Instagram is perhaps the single best invention for the classic car enthusiast, second only to AA roadside assist, of course. Through the portal that is your smartphone, you can instantly connect with icons of the classic car scene around the world. No matter where you are or what you’re doing, you can see what they’re up to. Through Instagram we learn that Simon Kidston (@simonkidston) is the true OG, and that Top Gear’s Chris Harris (@harrismonkey) loves his Citroén 2CV more than almost anything else in his expansive garage.
It was a post by Bell Classics (@bell.classics) that really had us thinking, though. In it, the 1976 London Motor Show Ferrari 512BB had popped past their workshop for a little fettling. The engine cover is up and the air cleaners are off, and in the photo we can see four triple-throat Weber carburettors, 12 ignition leads (each a meter long) running to a single distributor cap, an inaccessible air conditioning compressor, and the most complicated fuel line setup that you’ve ever seen. The caption reads “A masterpiece 5 litre flat 12 cylinder getting some carb adjustments.” As if to prove the point, a hand holding a screwdriver can be seen in the background.
The 512BB is up there in our list of all-time favourite classics, and even the thought of stretching one out through the gears on an empty motorway at 5am on a Sunday morning has us weak at the knees. But equally, the thought of trying to orchestrate and synchronise those 12 individual throats, the 48 jets, the emulsion tubes, the needle valves and the air corrector jets has us trembling in fear.
If anything, it has us running into the arms of the MGB GT. Yes, it’s about as basic and simple as a classic sports car can get. But is that such a bad thing? After all, it was Socrates who said: “The secret of happiness, you see, is not found in seeking more, but in developing the capacity to enjoy less.”

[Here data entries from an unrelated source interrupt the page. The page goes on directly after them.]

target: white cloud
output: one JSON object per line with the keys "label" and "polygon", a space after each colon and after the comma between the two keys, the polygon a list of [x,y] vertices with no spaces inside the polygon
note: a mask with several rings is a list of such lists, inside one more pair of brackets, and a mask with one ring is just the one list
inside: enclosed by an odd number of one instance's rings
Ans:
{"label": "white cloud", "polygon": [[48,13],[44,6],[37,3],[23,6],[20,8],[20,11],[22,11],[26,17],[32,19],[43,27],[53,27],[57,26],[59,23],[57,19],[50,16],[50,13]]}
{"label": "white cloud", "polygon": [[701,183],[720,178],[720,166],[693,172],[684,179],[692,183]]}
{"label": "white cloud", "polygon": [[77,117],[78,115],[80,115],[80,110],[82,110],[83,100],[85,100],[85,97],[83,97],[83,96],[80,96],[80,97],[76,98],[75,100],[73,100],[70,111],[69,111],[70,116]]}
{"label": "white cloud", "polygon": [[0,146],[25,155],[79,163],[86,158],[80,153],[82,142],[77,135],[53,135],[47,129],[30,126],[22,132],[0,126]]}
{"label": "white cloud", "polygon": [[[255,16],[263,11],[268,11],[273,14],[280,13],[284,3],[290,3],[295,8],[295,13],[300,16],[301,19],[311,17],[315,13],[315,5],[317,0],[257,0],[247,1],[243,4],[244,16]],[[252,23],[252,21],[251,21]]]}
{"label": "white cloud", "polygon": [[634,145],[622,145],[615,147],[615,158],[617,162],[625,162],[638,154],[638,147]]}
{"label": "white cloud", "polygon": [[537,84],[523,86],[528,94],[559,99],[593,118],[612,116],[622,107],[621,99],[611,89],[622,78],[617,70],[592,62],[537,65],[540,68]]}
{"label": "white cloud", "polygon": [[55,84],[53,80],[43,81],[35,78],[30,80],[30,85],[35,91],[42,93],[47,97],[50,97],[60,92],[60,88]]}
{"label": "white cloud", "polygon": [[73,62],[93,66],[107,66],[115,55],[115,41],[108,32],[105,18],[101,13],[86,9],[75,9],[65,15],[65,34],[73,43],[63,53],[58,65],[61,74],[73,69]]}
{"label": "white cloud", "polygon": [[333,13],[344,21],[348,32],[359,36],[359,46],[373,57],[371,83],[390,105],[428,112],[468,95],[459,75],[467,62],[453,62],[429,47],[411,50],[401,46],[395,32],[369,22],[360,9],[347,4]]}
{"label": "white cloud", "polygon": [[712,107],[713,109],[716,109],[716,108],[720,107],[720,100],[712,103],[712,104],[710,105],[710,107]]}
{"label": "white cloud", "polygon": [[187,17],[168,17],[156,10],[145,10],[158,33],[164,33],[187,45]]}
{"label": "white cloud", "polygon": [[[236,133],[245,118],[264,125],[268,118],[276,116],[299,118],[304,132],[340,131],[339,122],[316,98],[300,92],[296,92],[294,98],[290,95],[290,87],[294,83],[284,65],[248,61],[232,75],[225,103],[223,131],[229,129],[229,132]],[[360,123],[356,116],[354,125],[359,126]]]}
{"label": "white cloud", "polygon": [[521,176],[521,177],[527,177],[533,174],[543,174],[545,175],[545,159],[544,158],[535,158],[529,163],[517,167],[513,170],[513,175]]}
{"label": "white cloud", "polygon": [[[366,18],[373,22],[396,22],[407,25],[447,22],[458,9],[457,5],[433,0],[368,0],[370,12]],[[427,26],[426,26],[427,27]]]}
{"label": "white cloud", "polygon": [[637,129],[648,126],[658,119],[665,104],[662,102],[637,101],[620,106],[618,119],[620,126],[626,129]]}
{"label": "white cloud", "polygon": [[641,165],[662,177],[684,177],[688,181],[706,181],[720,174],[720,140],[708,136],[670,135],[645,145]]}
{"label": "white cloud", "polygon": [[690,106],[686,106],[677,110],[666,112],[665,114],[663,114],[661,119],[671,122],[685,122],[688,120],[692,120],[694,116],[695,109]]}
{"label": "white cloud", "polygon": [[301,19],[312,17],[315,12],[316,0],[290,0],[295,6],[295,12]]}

Instead of worrying about ruinously expensive repairs or putting mileage on a highly collectable car, you could take a road trip to the Scottish Highlands. And instead of having to consult a marque specialist for even basic servicing, you’ll be able to visit any mechanic, or even enjoy the process of doing it yourself over a glass of red.
Anyone who’s ever driven an MGB will attest to the fact that they are not fast, and they’re not terribly competent. But they are huge fun, and that’s what we’re into this hobby for, isn’t it? MGBs are built for rambling down country lanes at 70% on sunny afternoons and packing away for weekends to Bed & Breakfasts. And as an added bonus, their values have stayed pretty much rock-solid for the past two decades. Park ten thousand of your pounds into one now and you’ll probably get it back in five years time.
This 1973 MGB GT, currently for sale via online auction with specialists The Market, is the perfect example. It has had everything done – a body restoration at great expense, a peppy engine built to fast road specification, and a relaxed interior from which to observe the countryside as you pass it by. With an estimated sale price of £8-10,000 and a reserve that’s even lower, it will likely sell for less than the cost of the restorative work that it’s received over the past two years.
Sure, the MGB doesn’t offer the excitement provided by many of its peers, both at this price and upwards. But what it does offer is the prospect of reliable fun, of plenty of smiles, and of a financially sound investment. If that’s not classic car enlightenment, we don’t know what is.